I served it with baked tofu, gravy, steamed broccoli, and a salad for a sort of traditional American meal, but the lemony flavor makes a great accompaniment to everything from Thai food to Italian. I’m considering making it a part of my Thanksgiving dinner this year.
Lemony Quinoa with Butternut Squash
The pine nuts really complement the lemon flavor, but if you decide to leave them out, you can deduct about 30 calories and 3 grams of fat per serving.
- 10 ounces butternut squash (about 2 cups)
- 1 teaspoon lemon juice
- 1 cup quinoa
- 1/4 cup chopped shallots
- 4 cloves garlic, minced
- 1 teaspoon dried thyme
- 2 1/2 cups vegetable broth
- 1 teaspoon grated lemon peel
- 1-2 tablespoons lemon juice
- salt and freshly ground pepper, to taste
- 2 tablespoons (about 7/10 ounce) lightly toasted pine nuts (optional)
- 1 teaspoon minced fresh chives (optional)
- Preheat oven to 400F. Cut the squash in half and scrape out the seeds and strings (using a grapefruit spoon makes this easier). Peel and cut into 1/2-inch cubes and toss with the 1 teaspoon of lemon juice.

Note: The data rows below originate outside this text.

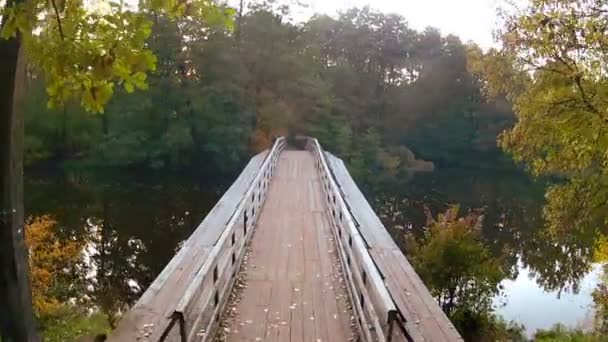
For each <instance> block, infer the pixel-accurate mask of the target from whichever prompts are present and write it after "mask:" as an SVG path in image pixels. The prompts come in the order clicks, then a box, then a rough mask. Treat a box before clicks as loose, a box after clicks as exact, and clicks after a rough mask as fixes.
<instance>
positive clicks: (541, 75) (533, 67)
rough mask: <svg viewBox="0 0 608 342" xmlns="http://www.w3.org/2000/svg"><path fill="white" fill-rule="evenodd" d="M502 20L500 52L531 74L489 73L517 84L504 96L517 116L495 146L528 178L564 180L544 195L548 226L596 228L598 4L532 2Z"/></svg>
mask: <svg viewBox="0 0 608 342" xmlns="http://www.w3.org/2000/svg"><path fill="white" fill-rule="evenodd" d="M505 19H506V24H505V25H506V26H505V28H504V33H503V35H502V37H503V42H504V44H505V46H506V47H507V49H506V52H505V53H506V54H509V55H510V56H516V58H511V59H512V60H514V63H513V64H512V65H513V67H514V68H515V69H516V70H517V71H518V72H519V74H521V73H525V74H527V75H530V77H526V78H523V81H522V77H517V78H514V75H517V74H518V73H517V72H516V73H514V74H504V75H503V76H504V77H495V78H489V81H490V83H491V84H500V83H503V84H505V83H509V82H510V83H513V84H516V85H517V86H516V87H512V89H509V97H510V98H512V99H513V101H514V109H515V113H516V115H517V119H518V121H517V124H516V125H515V127H513V129H511V130H509V131H507V132H506V133H505V134H504V135H502V137H501V140H500V143H501V146H502V147H503V148H504V149H506V150H507V151H509V152H510V153H512V154H513V156H514V157H515V159H516V160H517V161H520V162H523V163H525V164H526V165H528V166H529V168H530V170H531V171H532V172H533V173H534V174H535V175H538V176H546V175H549V176H553V177H559V178H560V179H562V180H563V182H560V183H559V184H557V185H555V186H553V187H552V188H551V189H550V190H549V191H548V192H547V201H548V204H547V206H546V208H545V217H546V219H547V221H548V224H549V226H550V227H551V229H552V230H553V231H569V230H572V229H579V230H584V231H596V230H600V229H602V228H603V227H605V226H606V222H608V221H607V216H606V214H605V213H606V212H607V210H606V209H608V208H607V207H606V203H608V202H607V201H606V198H608V193H606V189H607V187H606V185H607V182H608V177H607V176H606V174H607V172H606V170H607V167H606V166H607V165H608V162H607V159H606V156H607V155H606V150H607V148H608V139H607V137H606V134H605V131H606V128H607V122H606V120H605V111H606V106H607V104H608V97H607V95H608V92H607V89H608V87H607V84H608V83H607V79H606V73H605V72H604V71H603V69H602V67H601V66H602V65H603V64H604V61H605V58H606V47H607V46H608V41H606V36H605V35H604V34H603V33H599V32H603V31H604V29H605V25H606V23H605V10H604V3H603V2H602V1H596V0H583V1H579V0H550V1H548V0H535V1H531V2H530V4H529V6H528V7H526V8H525V9H524V10H522V11H521V12H518V13H515V14H514V15H512V16H508V17H507V18H505ZM493 87H496V86H493Z"/></svg>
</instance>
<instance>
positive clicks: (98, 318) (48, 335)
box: [41, 305, 111, 342]
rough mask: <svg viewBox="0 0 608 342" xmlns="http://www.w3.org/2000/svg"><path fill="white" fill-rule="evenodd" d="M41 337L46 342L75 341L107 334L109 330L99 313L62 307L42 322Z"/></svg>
mask: <svg viewBox="0 0 608 342" xmlns="http://www.w3.org/2000/svg"><path fill="white" fill-rule="evenodd" d="M41 325H42V327H41V328H42V337H43V339H44V341H48V342H64V341H75V340H77V339H78V338H80V337H84V336H89V337H94V336H97V335H104V334H109V332H110V331H111V328H110V326H109V324H108V320H107V318H106V316H105V315H104V314H103V313H101V312H94V313H85V312H79V310H78V309H77V308H75V307H73V306H68V305H66V306H63V307H61V308H59V309H57V310H56V311H54V312H53V313H52V314H49V315H47V316H46V317H45V318H44V319H43V320H42V321H41Z"/></svg>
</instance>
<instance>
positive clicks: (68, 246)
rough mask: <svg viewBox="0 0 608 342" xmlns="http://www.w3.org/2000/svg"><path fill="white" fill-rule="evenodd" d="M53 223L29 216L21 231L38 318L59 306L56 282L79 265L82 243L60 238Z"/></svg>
mask: <svg viewBox="0 0 608 342" xmlns="http://www.w3.org/2000/svg"><path fill="white" fill-rule="evenodd" d="M56 224H57V222H56V221H55V220H53V219H52V218H51V217H50V216H48V215H43V216H38V217H34V218H32V217H30V218H28V220H27V227H26V230H25V239H26V242H27V245H28V248H29V253H30V258H29V260H30V274H31V284H32V300H33V304H34V310H35V312H36V315H38V316H40V315H45V314H48V313H52V312H54V311H55V310H57V309H58V308H59V307H60V306H61V304H62V300H61V298H59V295H58V294H57V290H56V289H57V288H58V287H60V286H62V284H60V283H59V282H58V280H59V279H60V278H61V276H62V275H65V273H67V272H70V269H72V268H73V267H74V266H75V265H76V264H77V263H78V262H79V260H80V257H81V252H82V249H83V243H82V242H79V241H76V240H70V239H60V238H59V237H58V236H57V234H56V233H55V226H56ZM63 285H64V286H65V284H63Z"/></svg>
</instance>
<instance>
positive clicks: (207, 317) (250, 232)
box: [160, 137, 285, 342]
mask: <svg viewBox="0 0 608 342" xmlns="http://www.w3.org/2000/svg"><path fill="white" fill-rule="evenodd" d="M284 147H285V138H283V137H280V138H278V139H276V141H275V143H274V144H273V146H272V149H271V150H270V152H269V153H268V155H267V156H266V158H265V160H264V162H263V164H262V166H261V167H260V170H259V171H258V173H257V175H256V176H255V178H254V179H253V182H252V183H251V185H250V186H249V187H248V189H247V191H246V192H245V194H244V196H243V199H242V200H241V201H240V203H239V205H238V206H237V208H236V210H235V211H234V214H233V215H232V216H231V218H230V220H229V221H228V223H227V224H226V228H225V229H224V231H223V232H222V234H221V235H220V237H219V238H218V239H217V241H216V242H215V244H214V245H213V247H212V248H211V250H210V252H209V255H208V256H207V258H206V260H205V262H204V263H203V265H202V266H201V268H200V269H199V270H198V272H197V273H196V275H195V277H194V279H193V280H192V282H191V283H190V285H189V286H188V287H187V289H186V292H185V293H184V295H183V297H182V298H181V300H180V301H179V303H178V304H177V306H176V307H175V310H174V312H173V315H172V316H171V319H172V322H171V324H170V325H169V327H168V328H167V330H166V331H165V332H164V333H163V335H162V337H161V339H160V341H165V339H167V338H169V336H173V337H176V335H178V336H179V338H180V340H181V341H182V342H185V341H192V340H194V339H196V340H198V341H209V340H210V339H212V338H213V336H214V332H215V330H216V329H217V328H218V325H219V318H220V315H221V312H222V309H223V306H224V305H225V303H226V302H227V299H228V297H229V294H230V290H231V288H232V286H233V284H234V281H235V280H236V275H237V273H238V270H239V268H240V264H241V263H242V260H243V257H244V255H245V247H246V245H247V241H248V240H249V238H250V237H251V235H252V231H253V228H254V227H255V223H256V221H257V218H258V216H259V213H260V211H261V208H262V205H263V203H264V201H265V200H266V194H267V192H268V188H269V184H270V180H271V179H272V175H273V172H274V169H275V166H276V164H277V160H278V157H279V154H280V153H281V152H282V150H283V149H284ZM239 227H242V228H243V229H242V230H240V229H237V228H239ZM176 326H178V327H179V333H177V332H174V331H173V329H174V327H176Z"/></svg>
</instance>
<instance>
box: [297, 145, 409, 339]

Place them on a non-stick baking sheet (or silicone mat), sprinkle with a little salt and pepper, and bake for 15 minutes, stirring halfway through.
- Place the quinoa in a fine-mesh strainer and rinse it well and allow to drain. Heat a deep, non-stick pot. Add shallots and garlic and cook, stirring, until shallots soften slightly. Add the quinoa and toast it until it has dried out and begins to exude a toasty aroma. Add the squash along with the thyme and vegetable broth. Reduce the heat to low and cover. Cook, stirring once or twice, until all broth is absorbed, about 20 minutes. Stir in the lemon peel and 1 tablespoon of lemon juice. Season to taste with salt and pepper, and add more lemon juice if needed.
- Serve with toasted pine nuts and chives sprinkled on top.
Servings: 4 large side-dish servings
Preparation time: 15 minute(s) | Cooking time: 40 minute(s)
Number of servings (yield): 4
Nutrition (per serving): 240 calories, 50 calories from fat, 5.7g total fat, 0mg cholesterol, 291.8mg sodium, 576mg potassium, 41.2g carbohydrates, 5.2g fiber, 1.7g sugar, 8.4g protein.